Politique

28 septembre : « Toumba nous a sauvé la vie »

Toumba aurait protégé des leaders de l'opposition pendant le "carnage" du 28 septembre dernier © AFP

Deux membres de l’opposition guinéenne affirment avoir été protégés par l’ex-aide de camp de Moussa Dadis Camara lors des massacres du 28 septembre.
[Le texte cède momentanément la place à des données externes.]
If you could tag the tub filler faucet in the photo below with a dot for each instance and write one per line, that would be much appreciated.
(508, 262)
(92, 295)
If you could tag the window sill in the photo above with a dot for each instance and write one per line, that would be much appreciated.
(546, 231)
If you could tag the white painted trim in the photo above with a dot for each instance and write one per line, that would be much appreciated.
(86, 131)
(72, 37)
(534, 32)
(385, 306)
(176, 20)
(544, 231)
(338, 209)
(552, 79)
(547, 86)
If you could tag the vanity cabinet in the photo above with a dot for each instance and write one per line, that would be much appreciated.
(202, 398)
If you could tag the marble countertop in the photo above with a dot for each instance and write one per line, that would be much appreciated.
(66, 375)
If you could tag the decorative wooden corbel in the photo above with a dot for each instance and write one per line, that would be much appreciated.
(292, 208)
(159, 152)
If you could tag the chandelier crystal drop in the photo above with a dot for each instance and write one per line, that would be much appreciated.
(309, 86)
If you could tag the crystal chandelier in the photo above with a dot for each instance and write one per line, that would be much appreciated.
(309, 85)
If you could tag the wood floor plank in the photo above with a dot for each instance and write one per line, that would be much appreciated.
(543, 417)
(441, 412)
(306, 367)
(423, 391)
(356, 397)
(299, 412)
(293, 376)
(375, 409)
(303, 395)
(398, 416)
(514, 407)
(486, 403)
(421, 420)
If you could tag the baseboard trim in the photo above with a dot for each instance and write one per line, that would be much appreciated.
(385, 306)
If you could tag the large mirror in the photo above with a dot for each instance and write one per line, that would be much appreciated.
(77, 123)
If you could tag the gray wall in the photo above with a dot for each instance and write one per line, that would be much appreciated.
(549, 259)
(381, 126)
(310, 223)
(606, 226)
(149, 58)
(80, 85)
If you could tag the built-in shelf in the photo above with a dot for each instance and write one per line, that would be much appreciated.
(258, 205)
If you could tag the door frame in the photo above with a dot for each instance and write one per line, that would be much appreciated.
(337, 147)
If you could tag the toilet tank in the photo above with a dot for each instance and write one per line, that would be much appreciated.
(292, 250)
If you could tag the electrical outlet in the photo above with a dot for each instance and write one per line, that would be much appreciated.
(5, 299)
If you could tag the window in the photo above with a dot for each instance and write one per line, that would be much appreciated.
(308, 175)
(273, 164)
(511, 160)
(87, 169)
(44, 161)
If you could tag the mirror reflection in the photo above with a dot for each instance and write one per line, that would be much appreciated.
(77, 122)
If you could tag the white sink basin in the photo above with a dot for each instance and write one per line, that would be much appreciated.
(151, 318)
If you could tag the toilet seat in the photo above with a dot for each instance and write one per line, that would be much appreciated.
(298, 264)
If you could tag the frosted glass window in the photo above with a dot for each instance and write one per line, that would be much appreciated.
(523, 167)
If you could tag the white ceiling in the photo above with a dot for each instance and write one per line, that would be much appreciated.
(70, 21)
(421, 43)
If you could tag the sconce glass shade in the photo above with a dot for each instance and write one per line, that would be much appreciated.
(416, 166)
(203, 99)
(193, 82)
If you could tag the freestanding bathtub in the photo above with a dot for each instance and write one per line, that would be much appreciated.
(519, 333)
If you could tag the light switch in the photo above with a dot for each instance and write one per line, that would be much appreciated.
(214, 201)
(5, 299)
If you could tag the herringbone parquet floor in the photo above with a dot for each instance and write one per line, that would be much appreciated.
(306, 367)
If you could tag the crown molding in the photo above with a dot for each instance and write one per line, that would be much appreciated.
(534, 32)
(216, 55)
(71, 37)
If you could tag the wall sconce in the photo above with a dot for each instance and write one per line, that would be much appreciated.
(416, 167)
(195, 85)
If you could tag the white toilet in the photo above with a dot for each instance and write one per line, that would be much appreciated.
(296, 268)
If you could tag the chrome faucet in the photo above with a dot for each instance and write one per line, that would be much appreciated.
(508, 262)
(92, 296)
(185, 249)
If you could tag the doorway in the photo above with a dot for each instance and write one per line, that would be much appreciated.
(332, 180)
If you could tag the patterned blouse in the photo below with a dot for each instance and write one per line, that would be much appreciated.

Aboubacar Sidiki « Toumba » Diakité aurait-il sauvé certains leaders de l’opposition guinéenne lors des massacres du 28 septembre à Conakry ? C’est ce que l’intéressé prétend. Une version confirmée par le président des Nouvelles forces démocratiques (NFD), Mamadou Mouctar Diallo, et celui du Front uni pour la démocratie et le changement (FUDEC), François Lonseny Fall, dans une interview diffusée le 17 décembre sur RFI.

« Ils venaient pour nous massacrer »
« C’est Toumba Diakité qui nous a protégés des attaques des autres militaires », affirme Mouctar Diallo. Ils venaient pour nous massacrer et donc il les dissuadait ».
« Toumba ne nous a pas frappés et il nous a extraits du stade », confirme François Lonseny Fall.
L’ex-aide de camp du chef de la junte Moussa Dadis Camara (sur lequel il a ouvert le feu le 3 décembre), les aurait même protégés du lieutenant Marcel Kuvugi, lui-même neveu de Dadis, qu’ils tiennent pour le plus agressif à leur égard.

Lors de leur arrivée à la clinique Ambroise Paré, où ils ont été transportés dans le véhicule de Toumba, Kuvugi aurait été particulièrement menaçant. Il « a sorti une grenade pour nous dire que si on nous soignait,[…] il allait faire sauter la clinique », affirme François Lonseny Fall avant de conclure : «  [Toumba] nous a sauvé la vie ».

Toumba toujours en fuite
Quelles que soient les motivations précises de Toumba dans le sauvetage des deux opposants, ses responsabilités dans les crimes et les viols perpétrés le 28 septembre ne sont pas encore précisément établies. Pas plus que celles de son ancien patron, Moussa Dadis Camara, hospitalisé au Maroc depuis le 8 décembre. Toumba, toujours en fuite, justifie son geste criminel envers Dadis en accusant ce dernier d’avoir voulu jeter sur lui l’entière responsabilité des massacres.

Un rapport publié aujourd’hui par Human Rights Watch accable Toumba. Et la commission d’enquête de l’Onu a rendu son rapport au secrétaire général Ban ki-Moon, qui doit le transmettre sous peu aux autorités concernées.